There's been a lot of noise the last couple years declaring relationship selling dead. "The Internet has changed everything." "Personal connections don't matter anymore." "Selling is not about relationships." "Throw out everything you thought you knew about sales, Armageddon is coming!" Blah, blah, etc.
As we've discussed before, we strongly disagree with the idea that selling is not about relationships. Relationship building is still critical to winning sales. But it has changed. We wanted to know exactly how—from the buyers' perspective.
So we studied more than 700 buyers representing $3.1 billion in annual B2B purchases across multiple industries to learn what sales winners did differently from sellers who came in second.
We found that sales winners consistently do three things: They connect, convince, and collaborate with buyers. Our research found that sales winners make strong personal connections at more than double the rate of second-place finishers. Relationship building in sales is far from dead. So what's changed?
Hand Shakes, Lucky Strikes and Three-Martini Lunches
Let's first take a look back at how sales relationships were forged in the Mad Men era.
Classic relationship selling in the 1960s involved a lot of schmoozing (and boozing). It was, "Let's have lunch. Let's have dinner. Let's go to a show. Let's go to Sardi's. Let's meet the family. Let's do it again." Then, "OK, I like you. Let's do business."
The relationship came first in a world that was very localized, where buyers and sellers could sit down face to face.
So what happened in those three-martini lunches and personal connections?
Relationship building in sales occurs in two categories—personal connection (based on common affinity and liking one another) and business value (connection based on strength of business impact). When sellers build personal connections with buyers, they lay the foundation for trust and establish their business value. In the Mad Men days, personal connection often came first, before the sale occurred.
Source: Schultz, Mike, and John E. Doerr. Insight Selling: Surprising Research on What Sales Winners Do Differently. Hoboken, NJ: John Wiley & Sons, 2014.
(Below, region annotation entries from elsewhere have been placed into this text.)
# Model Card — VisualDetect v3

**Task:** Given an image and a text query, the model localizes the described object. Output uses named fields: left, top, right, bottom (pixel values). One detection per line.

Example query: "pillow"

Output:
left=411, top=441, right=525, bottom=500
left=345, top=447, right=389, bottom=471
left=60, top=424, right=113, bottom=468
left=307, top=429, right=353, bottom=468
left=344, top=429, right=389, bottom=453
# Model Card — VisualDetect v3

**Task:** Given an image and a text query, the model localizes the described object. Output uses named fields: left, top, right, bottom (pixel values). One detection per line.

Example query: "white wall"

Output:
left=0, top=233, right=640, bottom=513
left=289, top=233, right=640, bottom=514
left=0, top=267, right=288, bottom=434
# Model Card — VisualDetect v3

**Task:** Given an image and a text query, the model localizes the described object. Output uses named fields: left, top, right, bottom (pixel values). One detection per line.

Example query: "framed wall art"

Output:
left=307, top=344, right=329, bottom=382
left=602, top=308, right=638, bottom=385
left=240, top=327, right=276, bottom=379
Now, some business writers are saying, "Don't bother with that. A personal connection is unimportant. Relationship builders aren’t top performers." Or they define relationship building in anachronistic terms such as "being generous with your time" or "making everyone happy and harmonious." We don't see relationship building that way. But, in any case, it's not dead. Not by a long shot.
How Sales Relationships Have Changed
Relationship building, the personal side, is still critical to earning trust and winning sales.
What has changed is the way customers form relationships with sellers. Today's sellers and buyers often determine business value first. They vet each other's businesses and decide if they want to work together—but they don't go out for extended cocktail-tipping lunches like in the Mad Men days.
Today, the business interaction comes first, with the relationship being the reward customers give sellers who work for it. That doesn't mean the personal connection is any less valuable.
Source: Schultz, Mike, and John E. Doerr. Insight Selling: Surprising Research on What Sales Winners Do Differently. Hoboken, NJ: John Wiley & Sons, 2014.
As insight sellers establish themselves as trustworthy sources of value, buyers open up to an exchange of information and ideas. If the buyer likes and trusts you, they're more apt to take your advice. This increases your business value, along with the frequency and depth of interactions with the buyer. That's a solid buyer-seller relationship. It just happens in a different order than in the wine-and-dine-the-client-before-they-buy times.
Personal connections and being liked helps the seller become essential. In fact, our research found that sellers who weren't liked lost sales. However, being liked alone was not enough to consistently win sales. Sellers who were only liked and did nothing else still lost.
The value of relationship building isn't an either/or proposition in sales. It's a yes/and. We're not tossing out everything we've learned about sales and relationship building—we're adding to it.
Indeed, the world has changed. The rhythm has changed. The order in which we do things has changed. But what hasn't changed is the need to be liked and make strong personal connections. Dismissing the value of personal connection is ill-advised.
Relationship building in sales is alive and well. We don't see that changing any time soon.